There was a Hatch Act in 1940, too, but it didn’t take full effect until the middle of the campaign, when much of the Democratic National Committee’s campaign fund had been raised, so it wasn’t as important a factor that year as it is now.
The law has been amended in a number of respects since then. Also, its enforcement has been standardized to the point where the U.S. Civil Service Commission is ready and willing to crack down on any federal employee who steps out of bounds to do some politicking. In Pennsylvania, the Commission now has cases pending against both Democratic and Republican state officials, charging macing of payrolls supported partly with federal funds.
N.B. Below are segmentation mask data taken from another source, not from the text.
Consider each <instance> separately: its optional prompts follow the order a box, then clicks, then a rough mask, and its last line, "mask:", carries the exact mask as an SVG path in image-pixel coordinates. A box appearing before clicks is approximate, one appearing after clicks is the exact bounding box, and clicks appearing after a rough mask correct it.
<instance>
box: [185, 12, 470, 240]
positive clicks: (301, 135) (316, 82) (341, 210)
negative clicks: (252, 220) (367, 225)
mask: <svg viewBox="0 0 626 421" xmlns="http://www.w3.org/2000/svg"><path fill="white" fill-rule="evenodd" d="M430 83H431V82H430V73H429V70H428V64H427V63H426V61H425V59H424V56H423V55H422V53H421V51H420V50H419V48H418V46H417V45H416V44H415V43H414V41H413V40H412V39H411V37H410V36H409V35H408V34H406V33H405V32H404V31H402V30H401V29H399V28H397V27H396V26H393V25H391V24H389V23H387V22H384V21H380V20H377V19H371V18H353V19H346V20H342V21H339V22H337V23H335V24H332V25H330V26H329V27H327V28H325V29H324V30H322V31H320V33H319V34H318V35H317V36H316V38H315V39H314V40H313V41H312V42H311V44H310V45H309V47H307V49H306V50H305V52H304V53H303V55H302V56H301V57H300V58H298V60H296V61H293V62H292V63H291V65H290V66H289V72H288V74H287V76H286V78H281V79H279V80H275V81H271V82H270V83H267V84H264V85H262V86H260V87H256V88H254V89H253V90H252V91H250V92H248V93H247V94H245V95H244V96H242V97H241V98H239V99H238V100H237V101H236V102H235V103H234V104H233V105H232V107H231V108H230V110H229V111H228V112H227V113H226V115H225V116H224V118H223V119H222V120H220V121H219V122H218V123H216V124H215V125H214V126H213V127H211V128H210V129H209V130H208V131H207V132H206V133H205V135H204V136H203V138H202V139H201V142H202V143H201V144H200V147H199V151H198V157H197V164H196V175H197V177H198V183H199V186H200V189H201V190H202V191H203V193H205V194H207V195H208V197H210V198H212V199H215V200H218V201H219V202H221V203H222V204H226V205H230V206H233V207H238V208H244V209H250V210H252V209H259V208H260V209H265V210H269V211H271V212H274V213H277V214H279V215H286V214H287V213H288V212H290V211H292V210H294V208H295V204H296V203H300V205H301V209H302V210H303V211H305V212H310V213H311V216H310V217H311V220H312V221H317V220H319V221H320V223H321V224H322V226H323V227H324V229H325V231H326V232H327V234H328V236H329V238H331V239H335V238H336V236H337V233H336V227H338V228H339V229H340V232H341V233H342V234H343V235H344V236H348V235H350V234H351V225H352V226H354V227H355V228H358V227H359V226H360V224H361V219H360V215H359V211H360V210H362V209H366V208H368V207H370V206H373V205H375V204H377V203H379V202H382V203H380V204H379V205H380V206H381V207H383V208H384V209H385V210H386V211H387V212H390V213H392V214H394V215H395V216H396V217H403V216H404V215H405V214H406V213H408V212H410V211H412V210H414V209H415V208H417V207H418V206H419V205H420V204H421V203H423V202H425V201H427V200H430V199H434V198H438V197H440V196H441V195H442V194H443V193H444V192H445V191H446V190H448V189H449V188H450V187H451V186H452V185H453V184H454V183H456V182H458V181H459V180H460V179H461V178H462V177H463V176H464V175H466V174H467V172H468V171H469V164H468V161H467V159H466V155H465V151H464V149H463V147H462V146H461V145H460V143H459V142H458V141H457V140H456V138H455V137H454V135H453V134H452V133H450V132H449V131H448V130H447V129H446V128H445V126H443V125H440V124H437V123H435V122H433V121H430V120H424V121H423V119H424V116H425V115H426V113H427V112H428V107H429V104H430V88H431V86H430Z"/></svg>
What this means in terms of campaign work is that the major sources of Democratic campaign funds are closed and the bulk of the Democratic workers – those rewarded with jobs for their services in past campaigns – have been “graduated” out of politics.
Democrats built on payrolls
This accounts for the relative weakness of the Democratic organization, both here and elsewhere, in contrast with the Republican organization which gets its political strength from local and State payrolls not subject to the Hatch Act, and contributions from individuals who can give up to the limit of $5,000 for any one committee or campaign.
From 1932 on, the Democrats built their state organization on payrolls, chiefly federal, and their chief sources of campaign funds were the same payrolls, until the Hatch Act stopped that form of money-raising.
The WPA and other Depression-era federal agencies provided a lure and a reward for political workers, funds and votes for the organization, and the power of that form of political activity was great enough to provide safe majorities in presidential years and challenge the majority Republicans in state elections.
Today, if an aspiring precinct worker or ward heeler turns in consistently good performances for the party and is finally rewarded with a federal job, he is immediately removed from politics and assured of freedom from political pressure as long as he holds it.
Party workers must be replaced
That makes it necessary to replace the worker in the next campaign – not an easy task in a wartime manpower shortage. In Philadelphia, where Democrats have little local patronage, this system of rewarding and replacing faithful party workers is spoken of as comparable with that of the U.S. Air Forces: 25 trips over the enemy lines and a furlough. In at least one county, a federal official had to resign so his party could have a campaign chairman.
The CIO Political Action Committee, with its un-Hatched but untrained political workers, is filling in the gaps this year for the Democratic organization, but the effects of the Hatch Act are noticeable in Pennsylvania where local payrolls are in the hands of Republicans.
Not only is the Hatch Act hampering the Democratic organization this year, but it is being demonstrated, now, that it will be a curb on any party organization in the future which uses the federal payroll to reward its faithful workers.